Oberlin Classes Cancelled Amid String Of Hate Speech Incidents
Classes at Oberlin College were cancelled Monday amid a series of racially motivated attacks on the Ohio campus. An unidentified person was seen wearing a Ku Klux Klan-like uniform walking by the Afrikan Heritage House. This was the final straw that prompted the cancellation of all non-essential activities in lieu of a “Day of Solidarity.”
On March 1, the Oberlin Review published a timeline of the hate speech incidents that have recently plagued the campus. The incidents involve anti-Semitic, anti-gay, and racist remarks.
The e-mail sent to students on Monday read, in part:
"We are here to notify you all that there has been yet another bias and racist event on campus. A person wearing KKK regalia was spotted on South Campus around midnight near the ELC and South.
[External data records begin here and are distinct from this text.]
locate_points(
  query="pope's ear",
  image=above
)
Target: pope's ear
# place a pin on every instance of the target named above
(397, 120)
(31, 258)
This has been another event in a string of several reflecting a terrible pattern of racism, prejudice, queerphobia, anti-semitism and other bias attacks that are happening on Oberlin's campus. At this time, advocacy, support and solidarity are necessary emotionally, physically and spiritually."
Oberlin is a small liberal arts college and has a history of inclusivity as one of the first colleges to admit women and African Americans. That is perhaps why these incidents come as such a shock to so many students and faculty alike.
The school-wide bulletin called for all students and faculty to be in attendance for the Day of Solidarity. Nearly 1,000 students showed up to show their support for one another. That’s a lot of people when you consider that the campus only has 2,800 students.
There are those that believe canceling classes was a way to let the perpetrator(s) win. I disagree. The only way the perpetrator(s) would win is if the school ignored them all together. If everyone went on pretending like these issues weren’t happening or didn’t effect them. But they do and the school, in its wisdom, recognized this.
The school came out in support of openness and inclusiveness and sought to face these issues head on. It asked its students and faculty to do the same. The school cancelled classes, not for the perpetrator(s), but so that the issues that these incidents raise can be addressed with the seriousness they deserve.
The easy thing to do would have been to continue classes, to issue sporadic updates to students on e-mail or via their website. The much more difficult, but correct course of action, is to actively confront the issues at the core of these incidents. That’s exactly what the school is doing, and they should applauded, not admonished for it.